Lo vediamo stremato, stressato, consumato dalla paura. La sua relazione con Juliette resta uno dei pilastri più belli della saga, ma adesso c’è anche il bambino in arrivo e Aaron vive costantemente nel terrore di perdere tutto ciò che ama. Ogni scena con Juliette è dolcissima proprio perché mostra quanto lui, sotto tutta quella compostezza glaciale, sia ancora profondamente fragile.
Anche Kenji resta una delle anime migliori del libro. È lui che porta ironia nei momenti più pesanti, ma dietro le battute si percepisce chiaramente quanto sia preoccupato per James e per tutto ciò che sta succedendo. E sinceramente? Le dinamiche tra lui, Warner e James sono state tra le mie parti preferite.
E poi c’è Rosa.
Più la storia va avanti, più capiamo quanto Ark l’abbia distrutta. Lei non sa vivere normalmente; analizza vie di fuga, telecamere, pericoli, rumori. È sempre pronta a combattere o scappare. Sopravvive anche nei momenti in cui vorrebbe solo fermarsi.

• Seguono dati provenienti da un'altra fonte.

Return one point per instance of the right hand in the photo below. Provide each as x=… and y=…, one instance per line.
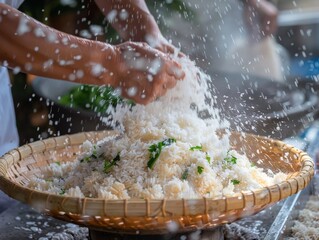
x=143, y=73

Eppure sotto tutta quella freddezza continua a esserci una ragazza disperatamente stanca di essere trattata come un’arma.
Ed è questo che rende il rapporto con James così potente.
Perché lui continua a guardarla come una persona quando il resto del mondo vede soltanto un mostro.
E quel finale?
Assolutamente illegale.
Mi ha lasciata emotivamente distrutta e con un bisogno fisico del prossimo libro.